Le Christ-Eucharistie
Dans la chapelle au nord du chœur
La peinture qui orne la paroi orientale de la chapelle nord, au-dessus du tabernacle mural, est particulièrement bien lisible. Elle est remarquable par son thème du Christ de l’Eucharistie. Les instructions des Evêques Visiteurs des églises du diocèse en 1453 disaient: «Une représentation du Christ, tenant le calice et bénissant l’hostie qui est au-dessus, entouré à droite et à gauche de deux anges portant respectueusement deux cierges allumés»
Description
Le personnage principal, au centre de l’image, est assis sur une épaisse dalle d’autel qui repose sur un piédestal.
La figure est vêtue d’une tunique blanche à manches larges et d’un manteau rouge.

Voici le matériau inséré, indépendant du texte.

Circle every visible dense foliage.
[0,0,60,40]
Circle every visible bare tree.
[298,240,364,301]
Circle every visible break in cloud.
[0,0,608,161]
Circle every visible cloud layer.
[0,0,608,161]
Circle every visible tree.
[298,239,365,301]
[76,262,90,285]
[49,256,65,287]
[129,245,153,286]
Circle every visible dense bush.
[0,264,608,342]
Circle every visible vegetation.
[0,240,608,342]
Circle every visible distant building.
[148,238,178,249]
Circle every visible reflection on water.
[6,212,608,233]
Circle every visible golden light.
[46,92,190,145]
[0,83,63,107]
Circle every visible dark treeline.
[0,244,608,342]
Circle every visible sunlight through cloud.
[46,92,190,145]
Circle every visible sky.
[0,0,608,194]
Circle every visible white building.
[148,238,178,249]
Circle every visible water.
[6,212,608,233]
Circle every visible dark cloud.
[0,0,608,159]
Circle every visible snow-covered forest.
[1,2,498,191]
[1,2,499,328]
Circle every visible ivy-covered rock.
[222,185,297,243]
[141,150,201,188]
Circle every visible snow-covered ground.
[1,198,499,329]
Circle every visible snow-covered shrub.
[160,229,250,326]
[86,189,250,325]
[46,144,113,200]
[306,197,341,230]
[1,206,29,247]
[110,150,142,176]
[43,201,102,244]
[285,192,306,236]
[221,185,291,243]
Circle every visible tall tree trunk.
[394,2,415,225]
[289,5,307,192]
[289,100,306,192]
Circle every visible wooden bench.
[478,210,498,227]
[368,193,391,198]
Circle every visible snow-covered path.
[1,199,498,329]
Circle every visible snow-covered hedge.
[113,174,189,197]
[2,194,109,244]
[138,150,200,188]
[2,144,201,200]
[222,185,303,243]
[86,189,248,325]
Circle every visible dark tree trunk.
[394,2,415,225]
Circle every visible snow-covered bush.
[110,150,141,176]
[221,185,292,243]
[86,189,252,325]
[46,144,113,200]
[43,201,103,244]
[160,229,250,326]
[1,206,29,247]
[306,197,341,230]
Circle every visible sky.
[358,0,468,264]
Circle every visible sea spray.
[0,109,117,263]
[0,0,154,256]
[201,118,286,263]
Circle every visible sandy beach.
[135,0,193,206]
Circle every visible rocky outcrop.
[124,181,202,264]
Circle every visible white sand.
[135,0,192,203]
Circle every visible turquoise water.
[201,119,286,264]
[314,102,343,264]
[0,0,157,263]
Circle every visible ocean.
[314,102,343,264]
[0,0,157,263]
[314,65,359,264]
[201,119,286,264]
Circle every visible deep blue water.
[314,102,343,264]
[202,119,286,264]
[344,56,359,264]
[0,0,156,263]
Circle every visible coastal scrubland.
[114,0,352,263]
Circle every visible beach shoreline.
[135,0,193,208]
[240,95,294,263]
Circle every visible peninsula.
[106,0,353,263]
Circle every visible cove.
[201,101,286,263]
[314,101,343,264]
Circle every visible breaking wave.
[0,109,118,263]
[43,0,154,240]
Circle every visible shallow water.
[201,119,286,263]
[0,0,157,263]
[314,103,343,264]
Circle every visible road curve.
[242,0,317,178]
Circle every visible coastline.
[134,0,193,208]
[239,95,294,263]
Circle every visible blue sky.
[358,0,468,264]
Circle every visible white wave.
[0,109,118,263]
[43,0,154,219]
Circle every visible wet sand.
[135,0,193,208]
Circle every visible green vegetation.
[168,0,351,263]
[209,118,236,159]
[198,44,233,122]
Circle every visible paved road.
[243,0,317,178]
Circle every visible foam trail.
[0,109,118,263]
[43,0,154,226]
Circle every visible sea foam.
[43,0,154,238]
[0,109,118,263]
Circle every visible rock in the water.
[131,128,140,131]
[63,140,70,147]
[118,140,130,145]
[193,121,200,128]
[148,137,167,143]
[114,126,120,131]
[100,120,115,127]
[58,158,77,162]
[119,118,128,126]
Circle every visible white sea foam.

Sa tête a partiellement disparu dans une lacune, comblée à la fin du XIXe siècle et restaurée lors de la récente intervention. On distingue cependant une partie du visage original, légèrement infléchi vers sa gauche, entouré d’un nimbe et de cheveux longs tombant derrière les épaules. Le personnage tient dans sa main gauche un calice surmonté d’une hostie. La main droite est perdue, mais le mouvement du bras indique qu’elle devait se placer à la hauteur de la poitrine.
Deux anges situés de part et d’autre de la scène portent de grands cierges. Celui de gauche n’est que partiellement conservé, mais il devait être similaire
à celui de droite. Ce dernier, debout, esquisse un léger mouvement vers l’avant avec sa jambe gauche.Un nimbe doré et ciselé entoure ses cheveux mi-longs qui lui couvrent les épaules. Il est vêtu d’une tunique blanche rehaussée de bandes jaunes ornées de perles à l’encolure, aux épaules et aux poignets; son vêtement tombe sur le sol en lui recouvrant les pieds, contrairement à l’ange de gauche, dont on distingue le pied droit.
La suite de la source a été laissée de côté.